On the international foreign exchange market, the US dollar, buoyed by strong and sustained buying orders, appreciated, on an average basis, against all the major currencies. As widely expected, the US Federal Reserve left the federal funds rate unchanged at 6.5 per cent at its FOMC meeting on 22 August 2000. The Federal Reserve warned, however, while stating that recent US economic data have indicated that the expansion of aggregate demand is moderating toward a pace closer to the rate of growth of the economy's potential to produce, that it might need to tighten credit later should inflationary pressures build up. The Bank of England at its Monetary Policy Committee meeting on 2-3 August also left UK base rates unchanged at 6.0 per cent.  The Bank of Japan, however, for the first time in 10 years raised its overnight rate on 11 August 2000 by 0.25 percentage point.  At its Governing Council meeting on 31 August 2000, the ECB hiked its key refinancing rate by 25 basis points to 4.50 per cent.  With market sentiment becoming increasingly negative due to the credibility gap and growth differential between the euro zone and the US, the euro lost ground against the dollar.  The single currency, which opened August 2000 at a high of US$0.9265 breached the 90 cents dollar level to attain a low of US$0.8926 at the end of the month.  The Pound sterling, taking its cue mainly from the euro/dollar movement and undermined by ongoing expectations that UK interest rates have reached their peak, retreated vis-à-vis the dollar to close the month near a 7-year low of US$1.4519.  The Japanese yen also maintained a weak tone against the dollar, although its decline lagged those of the euro and Pound sterling.

 

Direct sales of foreign currencies by the Mauritius Sugar Syndicate (MSS) to the banking sector during August 2000 amounted to an equivalent of US$33.2 million.  The Bank of Mauritius intervened in the interbank foreign exchange market selling a total amount of US$16.9 million.

 

Reflecting international trends and local market conditions, the rupee, on average, depreciated between July 2000 and August 2000 against the US dollar and Japanese yen by 0.3 per cent and 0.2 per cent, respectively.  It appreciated, however, vis-à-vis the euro and Pound sterling by 3.5 per cent and 1.0 per cent, respectively.
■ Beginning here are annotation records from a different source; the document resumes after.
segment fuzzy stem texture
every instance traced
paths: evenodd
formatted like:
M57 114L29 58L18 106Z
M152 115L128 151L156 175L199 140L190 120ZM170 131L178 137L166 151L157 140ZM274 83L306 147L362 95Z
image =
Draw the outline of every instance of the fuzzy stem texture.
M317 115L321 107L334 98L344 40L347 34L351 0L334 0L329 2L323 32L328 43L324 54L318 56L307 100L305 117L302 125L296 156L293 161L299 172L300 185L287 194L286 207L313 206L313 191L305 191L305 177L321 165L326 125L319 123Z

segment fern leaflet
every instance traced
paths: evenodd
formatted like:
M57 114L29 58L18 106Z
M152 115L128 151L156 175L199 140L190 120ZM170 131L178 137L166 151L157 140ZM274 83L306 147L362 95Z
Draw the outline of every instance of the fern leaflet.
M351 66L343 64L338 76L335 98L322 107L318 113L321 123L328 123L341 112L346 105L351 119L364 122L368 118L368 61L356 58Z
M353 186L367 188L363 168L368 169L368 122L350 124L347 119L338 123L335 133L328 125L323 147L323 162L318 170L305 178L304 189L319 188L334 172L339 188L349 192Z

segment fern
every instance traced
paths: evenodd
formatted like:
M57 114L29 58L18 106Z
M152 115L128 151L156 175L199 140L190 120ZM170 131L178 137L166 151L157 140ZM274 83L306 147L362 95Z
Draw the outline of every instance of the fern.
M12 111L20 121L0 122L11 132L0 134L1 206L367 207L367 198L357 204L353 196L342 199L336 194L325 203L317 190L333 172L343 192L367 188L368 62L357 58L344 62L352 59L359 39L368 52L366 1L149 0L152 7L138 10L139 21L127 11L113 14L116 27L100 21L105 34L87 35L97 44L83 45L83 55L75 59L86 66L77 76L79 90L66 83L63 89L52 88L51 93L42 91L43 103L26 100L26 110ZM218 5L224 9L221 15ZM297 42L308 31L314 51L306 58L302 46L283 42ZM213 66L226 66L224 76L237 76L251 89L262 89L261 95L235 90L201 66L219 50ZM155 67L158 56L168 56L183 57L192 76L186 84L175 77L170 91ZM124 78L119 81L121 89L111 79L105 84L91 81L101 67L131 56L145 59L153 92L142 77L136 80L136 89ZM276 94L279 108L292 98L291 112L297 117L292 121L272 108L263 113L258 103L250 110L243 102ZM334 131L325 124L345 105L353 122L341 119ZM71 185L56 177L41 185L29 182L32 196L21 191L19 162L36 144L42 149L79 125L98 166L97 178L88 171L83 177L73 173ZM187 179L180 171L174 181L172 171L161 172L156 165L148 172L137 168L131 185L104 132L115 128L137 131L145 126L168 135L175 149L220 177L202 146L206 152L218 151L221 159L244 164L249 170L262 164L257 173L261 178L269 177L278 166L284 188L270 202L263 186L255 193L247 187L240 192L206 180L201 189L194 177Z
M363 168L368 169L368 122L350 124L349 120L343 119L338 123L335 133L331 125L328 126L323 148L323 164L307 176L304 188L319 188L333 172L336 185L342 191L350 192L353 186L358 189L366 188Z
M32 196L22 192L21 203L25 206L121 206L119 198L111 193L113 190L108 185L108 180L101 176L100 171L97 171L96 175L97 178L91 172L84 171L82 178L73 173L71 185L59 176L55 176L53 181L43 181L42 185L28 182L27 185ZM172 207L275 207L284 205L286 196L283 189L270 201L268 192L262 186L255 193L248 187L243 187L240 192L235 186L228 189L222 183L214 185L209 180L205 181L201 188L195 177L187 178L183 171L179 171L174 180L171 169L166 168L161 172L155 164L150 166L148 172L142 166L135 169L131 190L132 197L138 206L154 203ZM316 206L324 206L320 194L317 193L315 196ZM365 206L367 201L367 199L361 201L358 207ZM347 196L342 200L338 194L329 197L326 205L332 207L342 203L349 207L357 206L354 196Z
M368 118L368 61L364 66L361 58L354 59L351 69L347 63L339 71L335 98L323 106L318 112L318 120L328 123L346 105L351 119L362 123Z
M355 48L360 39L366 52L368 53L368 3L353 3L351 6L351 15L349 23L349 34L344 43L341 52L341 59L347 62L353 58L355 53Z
The rupee eased against the US dollar, trading at an average of Rs26.402 in August 2000 as against an average rate of Rs26.320 in July 2000. The rupee also edged down vis-à-vis the Japanese yen to trade at an average rate of Rs24.512 per 100 Yen in August 2000 as against an average of Rs24.466 per 100 Yen in July 2000. The rupee gained ground vis-à-vis the Pound sterling to trade at an average rate of Rs39.301 in August 2000 compared with an average of Rs39.689 in July 2000.  Reflecting its weakness on the international foreign exchange markets, the euro traded at an average rate of Rs23.933 in August 2000 as against an average rate of Rs24.761 in the preceding month.

 

On an average basis, between January 1999 and August 2000, the Philippines peso, Thailand baht, Mauritian rupee, Singapore dollar, Hong Kong dollar, Indonesian rupiah, Taiwan dollar and Korean won appreciated against the euro by 9.2 per cent, 14.5 per cent, 21.1 per cent, 24.9 per cent, 27.0 per cent, 30.7 per cent, 32.6 per cent and 34.6 per cent, respectively.

 

The foreign exchange reserves of the Bank of Mauritius decreased by Rs141 million, from Rs17,067 million at the end of July 2000 to Rs16,926 million at the end of August 2000.

 

Net international reserves of the country, made up of the net foreign assets of the banking system, the foreign assets of the Government and the country’s Reserve Position in the International Monetary Fund (IMF), decreased by Rs1,095 million, from Rs25,214 million at the end of June 2000 to Rs24,119 million at the end of July 2000.  Based on the value of the import bill for the calendar year 1999, excluding the purchase of aircraft, the end-July 2000 level of net international reserves of the country represented 23.0 weeks of imports, down from 24.0 weeks at the end of June 2000.